— Не знаю! — равнодушно сказал собеседник, — не знаю уж… Премудро что-то… По моим мыслям выходит так, что окромя христианской души будто бы никаких прочих и не положено… А чтобы, например, куриная совесть… не знаю!.. Этого мы не можем!..
— То-то и есть, что не можете…
Реферат был, очевидно, кончен и вопрос исчерпан, но так как поезд еще не приходил и время было у всех праздное, то окончить разговор на заключительных словах курятника было бы всей компании как-то не совсем удобно. Нужно было (все это чувствовали, как и в настоящих собраниях ученых обществ) что-нибудь возразить или дополнить… И точно, после некоторого молчания один из силуэтов, по голосу, кажется, тот самый, который тайну смерти кабатчика приписывал чорту, вдруг произнес:
— Вот ты говоришь — выдумка, — сказал он курятнику. — Уж и точно, брат, навыдумано невесть чего!.. Иду я намедни по Петербургу, по Исаакиевской площади; вижу, едет господский хороший рысак в самой первейшей запряжке: что рысак, что сани, что сбруя, полость — тысячные. У кучера-то никак позумент какой. И что же ты думаешь? Вделаны, братцы вы мои, этому самому кучеру вот в это… перед богом говорю, не вру… вот это место…
— Куда?
— Вот… Перед богом, не вру!.. Вот что хочешь… вделаны, братцы мои, часы…
— В это самое место?
— Вделаны часы огромные, в пол-ладони… И таким родом барину их видно завсегда… Так кучеру-то совестно даже!
— Это уж даже и распахнуться барин-то не желает?
— Должно быть, что по секундам ездит… Стали, надо быть, уж по секундам ездить. Дорожат!.. Делов, должно быть, полон рот.
— Ну, — сказал презрительно и небрежно курятник, — какие это выдумки. Нешто такие выдумки-то пошли!..
— Да, брат! Пошли выдумки, нечего сказать, ловкие.
Голос, которым были сказаны эти слова, прямо свидетельствовал, что это говорит непременно "неплательщик" и "недоимщик", то есть простой, серый мужичонка.
— Бывало, ездил я в Москве в извозчиках, так с Никольской на Нижегородку два рублика купец-то давывал… "Поезжай только скорей, мне надо узнать, не пришел ли товар"… а нониче побормотал в дудку через проволоку — вот тебе и все… На Нижегородку, на Смоленскую, куда хошь разговор идет по проволоке, а нашему брату — мат!
— Телефон называется! — сказал курятник.
— Агафон или Фалалей — нашему брату, мужику, всё от выдумок-то хуже да хуже… Давит нас выдумка на всех путях, жмет… А подати — подай…

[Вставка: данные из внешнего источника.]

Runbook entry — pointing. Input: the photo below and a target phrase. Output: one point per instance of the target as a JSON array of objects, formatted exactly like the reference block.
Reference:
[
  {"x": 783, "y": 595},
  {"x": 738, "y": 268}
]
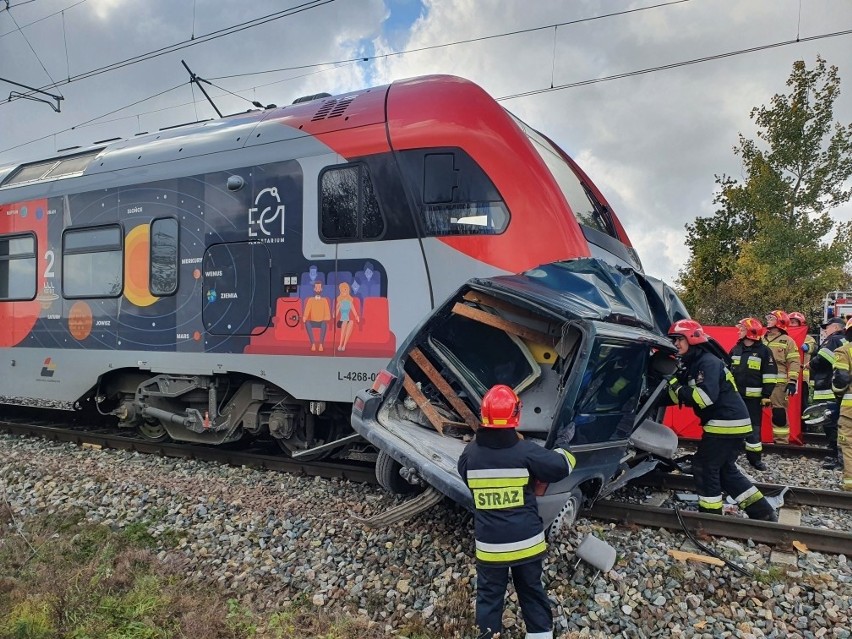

На этом выводе из всего вышесказанного, сделанном "серым" мужиком, прекратились в публике как мрачные мысли о несчастном событии дня, так и всякие фантастические мечтания, навеянные рефератом курятника. Серый мужик возвратил своим замечанием мысли всех присутствующих к действительности и закончил, таким образом, случайную беседу случайно встретившихся людей самым достойным образом, то есть так, как заканчивается в наши дни всякая беседа, о чем бы она ни началась.
Очерк печатается по изданию: Сочинения Глеба Успенского в двух томах. Том второй. Третье издание Ф. Павленкова. СПб., 1889. Впервые очерк напечатан в "Русских ведомостях", 1888, № 9, 10 января, как самостоятельный рассказ, вне цикла. В Сочинениях он был объединен с очерком "Не все коту масленица" (в настоящем издании не печатается) в серии под названием "Мимоходом". Сохранились наброски начала очерка, который сначала назывался "А душа-то, братцы, ведь есть! (Реферат, произнесенный на одном полустанке проезжим курятником)".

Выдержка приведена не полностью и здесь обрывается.